In Health Affairs Forefront, Paul Shafer, Michal Horny, Stacie Dusetzina and I published a short blog post on the challenges of commercial plans requiring monthly deductible resets instead of annual resets. Paul, Michal and Stacie have been playing with these ideas for a couple of years and I had been in the peanut gallery heckling the authors on pragmatic considerations. So we tried to work out what we’re all thinking together.
We’re in an era of substantial first dollar cost sharing. People have big deductibles. The median American does not have the liquid assets to pay off their deductible. We have fragmented policies that address some of the affordability challenges for some situations and some diseases.
For years, proponents of value-based insurance design have tried to make patients’ out-of-pocket costs more directly related to the value of care—with higher-value care costing less. For example, the Affordable Care Act (ACA) made certain high-value preventive services free to patients, although this policy is currently under threat in Braidwood v. Becerra. Another example is the monthly copayment cap on insulin costs for Medicare beneficiaries in the Inflation Reduction Act, which has helped nearly four million Americans. The White House is pushing Congress to make this policy applicable to all insured individuals, and nearly half of all states have passed insulin copayment caps to date.

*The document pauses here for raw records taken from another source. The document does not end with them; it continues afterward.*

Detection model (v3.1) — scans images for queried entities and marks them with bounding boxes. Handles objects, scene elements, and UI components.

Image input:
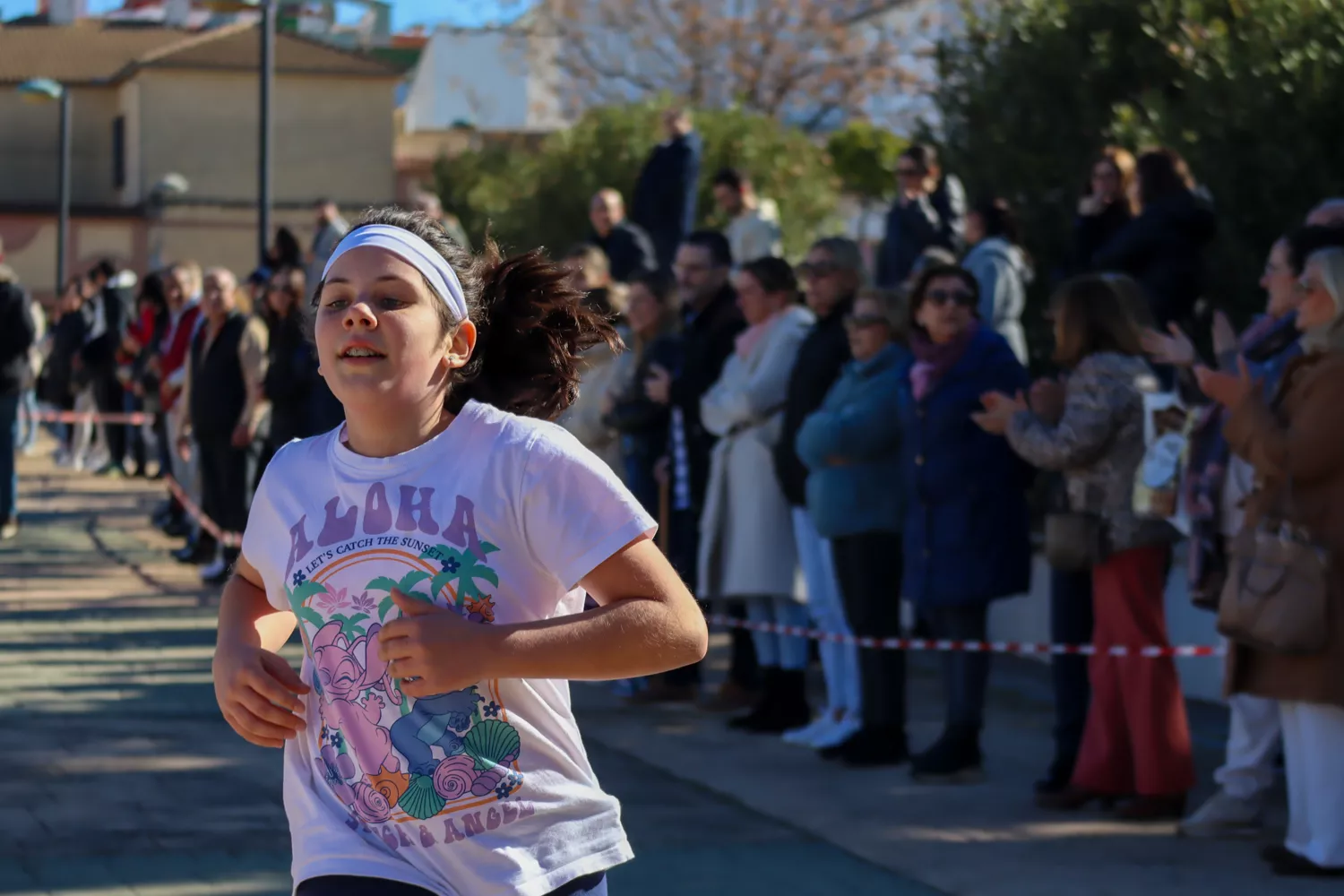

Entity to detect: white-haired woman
[1198,248,1344,877]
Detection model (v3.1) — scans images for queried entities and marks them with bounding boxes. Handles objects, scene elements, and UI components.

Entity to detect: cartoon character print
[290,531,523,832]
[314,619,402,775]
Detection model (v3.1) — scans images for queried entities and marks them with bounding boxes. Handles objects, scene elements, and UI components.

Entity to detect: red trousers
[1073,546,1195,797]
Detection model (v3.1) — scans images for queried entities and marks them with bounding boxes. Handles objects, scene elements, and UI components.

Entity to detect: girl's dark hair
[908,264,980,333]
[1284,224,1344,277]
[1134,149,1195,205]
[970,197,1021,246]
[314,205,623,420]
[271,227,304,267]
[1050,274,1144,369]
[738,255,798,298]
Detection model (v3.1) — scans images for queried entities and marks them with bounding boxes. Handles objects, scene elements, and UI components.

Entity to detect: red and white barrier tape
[709,614,1228,659]
[19,411,155,426]
[164,476,244,548]
[152,476,1228,659]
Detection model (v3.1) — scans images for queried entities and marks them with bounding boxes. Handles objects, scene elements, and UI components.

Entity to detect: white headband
[323,224,470,323]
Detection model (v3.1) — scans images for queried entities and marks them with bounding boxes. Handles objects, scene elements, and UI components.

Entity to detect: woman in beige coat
[699,258,816,734]
[1198,248,1344,877]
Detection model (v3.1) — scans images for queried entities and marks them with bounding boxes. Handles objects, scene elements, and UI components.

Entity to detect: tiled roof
[0,20,398,83]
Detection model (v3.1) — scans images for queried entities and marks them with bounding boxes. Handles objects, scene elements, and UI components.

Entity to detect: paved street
[0,448,1336,896]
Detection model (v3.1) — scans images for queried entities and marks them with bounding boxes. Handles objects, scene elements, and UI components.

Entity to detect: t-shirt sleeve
[242,446,290,610]
[518,431,658,590]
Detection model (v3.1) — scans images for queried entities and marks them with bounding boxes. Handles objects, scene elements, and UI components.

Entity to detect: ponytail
[328,207,623,420]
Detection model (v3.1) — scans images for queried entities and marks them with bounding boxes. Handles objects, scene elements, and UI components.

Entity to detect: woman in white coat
[699,258,816,734]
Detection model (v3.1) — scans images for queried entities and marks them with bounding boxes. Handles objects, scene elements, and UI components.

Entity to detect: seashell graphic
[355,780,392,825]
[365,770,411,806]
[397,775,446,821]
[472,766,504,797]
[433,756,476,801]
[462,719,523,770]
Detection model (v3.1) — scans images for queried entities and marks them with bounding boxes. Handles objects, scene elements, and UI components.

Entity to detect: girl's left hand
[378,589,495,699]
[1195,358,1255,409]
[970,391,1030,435]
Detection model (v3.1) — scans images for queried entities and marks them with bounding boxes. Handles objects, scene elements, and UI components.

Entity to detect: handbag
[1046,472,1109,573]
[1218,477,1331,656]
[1046,512,1107,573]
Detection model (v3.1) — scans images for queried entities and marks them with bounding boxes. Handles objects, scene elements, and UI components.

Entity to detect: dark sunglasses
[844,314,887,329]
[925,289,976,305]
[798,262,840,277]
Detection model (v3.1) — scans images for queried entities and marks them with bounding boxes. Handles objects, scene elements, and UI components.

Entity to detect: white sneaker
[784,710,836,747]
[1176,788,1265,837]
[812,712,863,750]
[201,557,228,582]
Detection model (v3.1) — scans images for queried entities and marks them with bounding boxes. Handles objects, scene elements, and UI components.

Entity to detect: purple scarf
[910,321,980,401]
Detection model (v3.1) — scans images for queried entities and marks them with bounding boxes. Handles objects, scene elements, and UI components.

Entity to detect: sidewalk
[0,448,1339,896]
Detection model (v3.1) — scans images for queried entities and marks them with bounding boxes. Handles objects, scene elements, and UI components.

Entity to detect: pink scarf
[910,321,980,401]
[733,310,784,361]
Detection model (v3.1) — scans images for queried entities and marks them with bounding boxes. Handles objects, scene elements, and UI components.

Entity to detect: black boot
[1037,754,1077,794]
[910,724,984,785]
[835,726,910,769]
[728,667,782,734]
[755,669,812,735]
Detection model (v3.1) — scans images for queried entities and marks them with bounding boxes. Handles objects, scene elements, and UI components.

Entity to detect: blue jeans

Deductibles are intended to make individuals far more cost and value conscious users of healthcare. This is problematic on a pragmatic basis as people are bad shoppers. When faced with a deductible, people just stop using services without considering the value of those services. Additionally, there are substantial information gaps between what people think they are paying and what they actually are paying. Finally, there is a simple problem. Most people don’t use much if any healthcare services in a year. Deductibles barely do anything to change incentives for folks in the bottom half of the spending distribution. Deductibles also don’t bind or change incentives for people in the last quartile as their spending is often too damn high. Deductibles may influence spending for people in the 3rd quartile of spending but there is not a ton of money there. And most of this spending is likely to occur in a single event:
In a prior study of commercially insured US patients, we found that a hypothetical $500 monthly cap on in-network services would lower in-network out-of-pocket costs for nearly a quarter (24.1 percent) of commercially insured Americans, with those affected seeing their median annual out-of-pocket costs cut almost in half (-45.5 percent). For those in high-deductible health plans, the benefits would be even greater.

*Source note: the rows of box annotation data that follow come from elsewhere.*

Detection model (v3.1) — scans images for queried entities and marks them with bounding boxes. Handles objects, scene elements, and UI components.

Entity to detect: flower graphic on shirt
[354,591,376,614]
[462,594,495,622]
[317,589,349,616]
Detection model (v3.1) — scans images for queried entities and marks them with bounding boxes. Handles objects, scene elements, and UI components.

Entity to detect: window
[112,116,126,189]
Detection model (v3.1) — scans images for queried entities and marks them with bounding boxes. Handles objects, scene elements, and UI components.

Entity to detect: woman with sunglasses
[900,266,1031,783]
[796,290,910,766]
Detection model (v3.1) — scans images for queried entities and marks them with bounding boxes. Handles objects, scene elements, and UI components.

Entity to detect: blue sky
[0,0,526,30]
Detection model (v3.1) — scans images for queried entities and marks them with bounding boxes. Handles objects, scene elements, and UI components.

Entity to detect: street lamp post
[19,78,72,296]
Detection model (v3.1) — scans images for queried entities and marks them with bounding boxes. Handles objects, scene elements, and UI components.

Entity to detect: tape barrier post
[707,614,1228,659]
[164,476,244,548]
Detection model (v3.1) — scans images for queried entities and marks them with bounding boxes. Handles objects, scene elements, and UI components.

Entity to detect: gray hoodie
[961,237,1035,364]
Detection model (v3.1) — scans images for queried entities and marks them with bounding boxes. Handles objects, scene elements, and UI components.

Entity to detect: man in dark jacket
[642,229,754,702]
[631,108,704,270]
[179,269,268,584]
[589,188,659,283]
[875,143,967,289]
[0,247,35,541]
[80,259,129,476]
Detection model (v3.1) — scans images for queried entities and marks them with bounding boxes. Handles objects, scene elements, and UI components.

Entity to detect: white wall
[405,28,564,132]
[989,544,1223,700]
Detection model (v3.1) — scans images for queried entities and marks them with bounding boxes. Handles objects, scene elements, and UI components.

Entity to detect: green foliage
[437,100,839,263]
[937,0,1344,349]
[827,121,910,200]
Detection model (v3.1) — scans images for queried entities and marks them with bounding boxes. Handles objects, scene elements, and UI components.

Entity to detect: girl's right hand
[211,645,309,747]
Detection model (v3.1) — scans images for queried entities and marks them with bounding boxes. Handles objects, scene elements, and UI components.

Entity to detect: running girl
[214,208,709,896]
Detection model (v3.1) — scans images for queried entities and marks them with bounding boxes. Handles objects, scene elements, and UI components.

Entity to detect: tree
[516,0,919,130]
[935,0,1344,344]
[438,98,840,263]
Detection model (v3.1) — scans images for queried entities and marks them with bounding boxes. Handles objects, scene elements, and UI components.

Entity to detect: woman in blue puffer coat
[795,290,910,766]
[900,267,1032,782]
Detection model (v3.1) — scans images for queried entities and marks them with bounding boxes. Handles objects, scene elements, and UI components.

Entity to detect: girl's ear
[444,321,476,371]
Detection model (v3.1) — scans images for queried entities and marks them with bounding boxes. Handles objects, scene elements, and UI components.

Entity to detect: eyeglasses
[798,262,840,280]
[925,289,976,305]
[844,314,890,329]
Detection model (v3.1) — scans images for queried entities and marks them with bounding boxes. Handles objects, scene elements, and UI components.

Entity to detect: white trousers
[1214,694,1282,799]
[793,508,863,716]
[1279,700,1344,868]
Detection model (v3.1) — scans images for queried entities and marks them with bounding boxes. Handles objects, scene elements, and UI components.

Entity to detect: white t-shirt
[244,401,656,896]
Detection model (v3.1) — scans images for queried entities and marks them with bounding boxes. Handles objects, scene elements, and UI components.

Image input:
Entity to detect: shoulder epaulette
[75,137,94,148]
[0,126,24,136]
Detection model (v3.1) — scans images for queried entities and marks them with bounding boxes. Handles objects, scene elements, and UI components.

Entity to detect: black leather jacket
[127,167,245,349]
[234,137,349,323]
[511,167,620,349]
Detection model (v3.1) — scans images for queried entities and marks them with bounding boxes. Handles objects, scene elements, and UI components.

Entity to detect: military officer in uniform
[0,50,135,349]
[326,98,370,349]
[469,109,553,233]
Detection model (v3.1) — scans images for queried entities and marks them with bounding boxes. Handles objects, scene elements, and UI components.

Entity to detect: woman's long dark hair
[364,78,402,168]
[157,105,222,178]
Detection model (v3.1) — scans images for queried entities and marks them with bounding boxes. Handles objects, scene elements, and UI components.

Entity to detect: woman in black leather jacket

Monthly caps are simpler. A number resets at the end of the month. We also think it improves the incentive features as right now, people have a bad event early in the year that maxes out their deductible and then they schedule a lot of services for December at no marginal cost. Monthly caps could change this dynamic. It also improves equity as the current patchwork and caps rewards some conditions and diseases while a monthly cap treats all conditions the same.

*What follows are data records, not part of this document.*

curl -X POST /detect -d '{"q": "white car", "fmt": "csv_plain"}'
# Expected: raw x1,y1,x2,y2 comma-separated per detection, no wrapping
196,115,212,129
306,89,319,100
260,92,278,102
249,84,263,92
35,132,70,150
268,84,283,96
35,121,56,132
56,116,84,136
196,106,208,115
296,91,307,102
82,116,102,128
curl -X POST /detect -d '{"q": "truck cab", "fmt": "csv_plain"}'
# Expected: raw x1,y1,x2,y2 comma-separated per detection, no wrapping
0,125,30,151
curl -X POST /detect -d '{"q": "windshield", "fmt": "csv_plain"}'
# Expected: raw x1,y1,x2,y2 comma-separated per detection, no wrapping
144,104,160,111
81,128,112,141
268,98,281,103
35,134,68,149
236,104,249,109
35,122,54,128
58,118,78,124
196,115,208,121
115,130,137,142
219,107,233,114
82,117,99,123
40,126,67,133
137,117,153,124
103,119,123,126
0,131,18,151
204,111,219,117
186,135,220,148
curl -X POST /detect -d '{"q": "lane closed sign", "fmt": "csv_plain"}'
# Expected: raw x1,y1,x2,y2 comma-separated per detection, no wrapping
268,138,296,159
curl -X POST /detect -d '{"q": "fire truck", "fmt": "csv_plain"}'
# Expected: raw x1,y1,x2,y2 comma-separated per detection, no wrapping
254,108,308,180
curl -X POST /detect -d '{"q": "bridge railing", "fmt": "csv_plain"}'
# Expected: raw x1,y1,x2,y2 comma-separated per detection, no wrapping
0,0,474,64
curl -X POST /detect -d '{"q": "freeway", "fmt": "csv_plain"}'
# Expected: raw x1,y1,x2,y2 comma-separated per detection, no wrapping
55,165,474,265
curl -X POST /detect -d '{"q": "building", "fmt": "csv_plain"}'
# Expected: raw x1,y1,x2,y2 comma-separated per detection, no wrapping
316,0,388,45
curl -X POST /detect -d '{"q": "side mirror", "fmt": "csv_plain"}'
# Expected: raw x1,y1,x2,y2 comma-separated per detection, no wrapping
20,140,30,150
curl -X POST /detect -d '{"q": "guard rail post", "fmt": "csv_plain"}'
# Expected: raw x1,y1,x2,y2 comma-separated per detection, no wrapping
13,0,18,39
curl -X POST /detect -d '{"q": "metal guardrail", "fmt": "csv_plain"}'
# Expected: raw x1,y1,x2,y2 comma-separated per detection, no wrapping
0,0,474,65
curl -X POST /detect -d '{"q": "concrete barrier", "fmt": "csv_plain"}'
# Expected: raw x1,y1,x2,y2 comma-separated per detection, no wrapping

We think that this makes the most sense in the commercial, self-insured market which is mostly large group employers. These plans are regulated by ERISA so there is substantial benefit design flexibility. They also don’t have to worry about risk adjustment or actuarial value. We are worried that if we hold actuarial value constant, maximum out of pocket expenses for individuals with chronic conditions could plausibly increase. If we hold maximum out of pocket limits constant, premiums likely increase as actuarial value increases. This is a tough trade-off.
We’re not sure if this is the way forward. We think that this could be a way forward.